Leo Strauss’s critique of modernity was very penetrating, and there is much to be learned from it. But what are we to think of his idea that modernity was (at least in part) a reaction against St. Thomas Aquinas’s distortion of Aristotelian philosophy, and that thus a true return to the ancients much dis-engage them from their Thomistic mis-reading?
In Natural Right and History Strauss argues the great advantage of the political philosophy of Aristotle and Plato, is that while they thought that the good was objective and absolute, the more proximate rule of action was the relative to what was actually praised and blamed in a given political context:
The variability of the demands of that justice which men can practice was recognized not only by Aristotle but by Plato as well. Both avoided the Scylla of “absolutism” and the Charybdis of “relativism” by holding a view which one may venture to express as follows: There is a universally valid hierarchy of ends, but there are no universally valid rules of action.
St. Thomas’s teaching on natural law, Strauss then argues, misses this mean and falls prey to the “Scylla of absolutism.” Because St. Thomas sees the natural law as promulgated in every heart through conscience (or rather synderesis) it is universally binding, and there is thus no room for a discrepancy between what is good absolutely and what is good relative to a particular civil society. Moreover, Strauss argues, the Thomistic teaching on natural law orders all things to a final end which transcends earthly life, and is thus a properly theological account of law. The fundamental precepts of this law are thus the same always and everywhere and can brook no exception.
Strauss thinks that this moral absolutism is inhuman as it leaves to little room for the role of prudence and the situatedness of human life in contingent political circumstances. He sees modernity as an understandable reaction against this overly theological moral legalism, a reaction however which falls prey to the Charybdis of relativism:
Modern natural law was partly a reaction to this absorption of natural law by theology. The modern efforts were partly based on the premise, which would have been acceptable to the classics, that the moral principles have a greater evidence than the teachings even of natural theology and, therefore, that natural law or natural right should be kept independent of theology and its controversies. The second important respect in which modern political thought returned to the classics by opposing the Thomistic view is illustrated by such issues as the indissolubility of marriage and birth control. A work like Montesquieu’s Spirit of Laws is misunderstood if one disregards the fact that it is directed against the Thomistic view of natural right. Montesquieu tried to recover for statesmanship a latitude which had been considerably restricted by the Thomistic teaching. (p. 164)

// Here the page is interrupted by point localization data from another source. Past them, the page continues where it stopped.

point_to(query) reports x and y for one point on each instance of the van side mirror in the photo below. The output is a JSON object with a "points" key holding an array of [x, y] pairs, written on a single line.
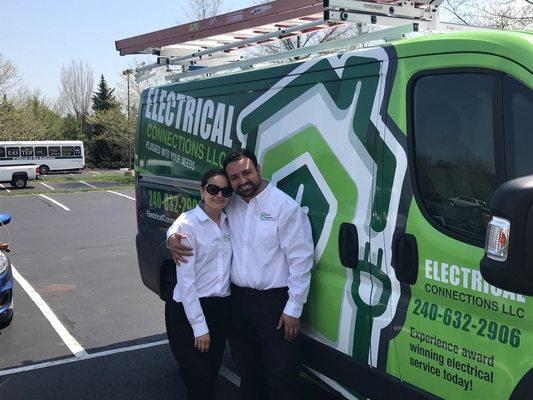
{"points": [[508, 260], [5, 218]]}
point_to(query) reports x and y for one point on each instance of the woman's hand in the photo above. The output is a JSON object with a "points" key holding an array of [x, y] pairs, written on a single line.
{"points": [[201, 343], [179, 251]]}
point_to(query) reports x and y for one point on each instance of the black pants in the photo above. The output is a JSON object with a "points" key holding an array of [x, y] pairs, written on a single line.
{"points": [[268, 364], [199, 371]]}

I recently came across a recording of a lecture which Herbert Hartmann once gave at my alma mater that discusses this argument in detail, and then offers a defense of St. Thomas’s doctrine:
Hartmann’s defense of the Thomistic doctrine goes I think in the right basic direction, but then subtly misses the mark. He argues that natural law is not an extrinsically opposed set of rules to which the human person has to conform, but rather natural law is the voice of reason itself as a participation in divine reason. This is all very well, but then Hartmann tries to argue from this that therefore there is no “set pattern” of the moral life which reason discovers, but rather man himself establishes the rules of moral action by prudent choice.
This resembles the interpretation of St. Thomas which German speaking moral theologians such as Franz Böckle and Alfons Auer gave in the period following Vatican II. Böckle and Auer were trying to defend Catholic moral theology from the accusation of “heteronomy” leveled at it by Kantian ethics, and this lead them to exaggerate the “autonomy” of human reason, giving it a quasi creative power– as though what specified a kind of action as good were prudent choice itself, rather than the order to a due end with which prudence is concerned. Steve Long’s Teleological Grammar of the Moral Act masterfully clears up this confusion.

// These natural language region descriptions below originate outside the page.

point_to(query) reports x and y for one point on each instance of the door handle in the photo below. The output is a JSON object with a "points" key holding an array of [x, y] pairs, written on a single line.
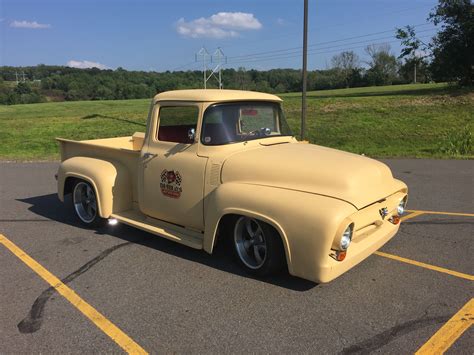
{"points": [[149, 155]]}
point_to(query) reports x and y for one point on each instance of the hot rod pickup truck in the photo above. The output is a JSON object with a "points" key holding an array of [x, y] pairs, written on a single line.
{"points": [[223, 166]]}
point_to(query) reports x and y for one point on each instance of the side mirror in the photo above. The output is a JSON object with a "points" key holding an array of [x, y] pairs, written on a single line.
{"points": [[192, 134]]}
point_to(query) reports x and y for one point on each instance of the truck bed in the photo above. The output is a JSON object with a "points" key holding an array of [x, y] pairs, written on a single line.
{"points": [[129, 143], [122, 150]]}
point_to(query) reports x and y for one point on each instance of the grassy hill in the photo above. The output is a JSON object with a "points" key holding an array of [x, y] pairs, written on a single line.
{"points": [[425, 120]]}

Similarly, Hartmann’s wish to avoid the Straussian charge of absolutism leads him to exaggerate the variability of morality. He is right that the natural law is not an extrinsic imposition on humanity; it is indeed human reason itself determining about the fitting means to the end of human life. But when he then argues that there is no universally valid, set pattern, of moral rules, he is equivocating on “determine.” Human reason does not “determine” the natural law in the sense of “making it up,” but in the sense of “recollecting” the eternal law, the Wisdom of the Creator in which all things are sweetly ordered.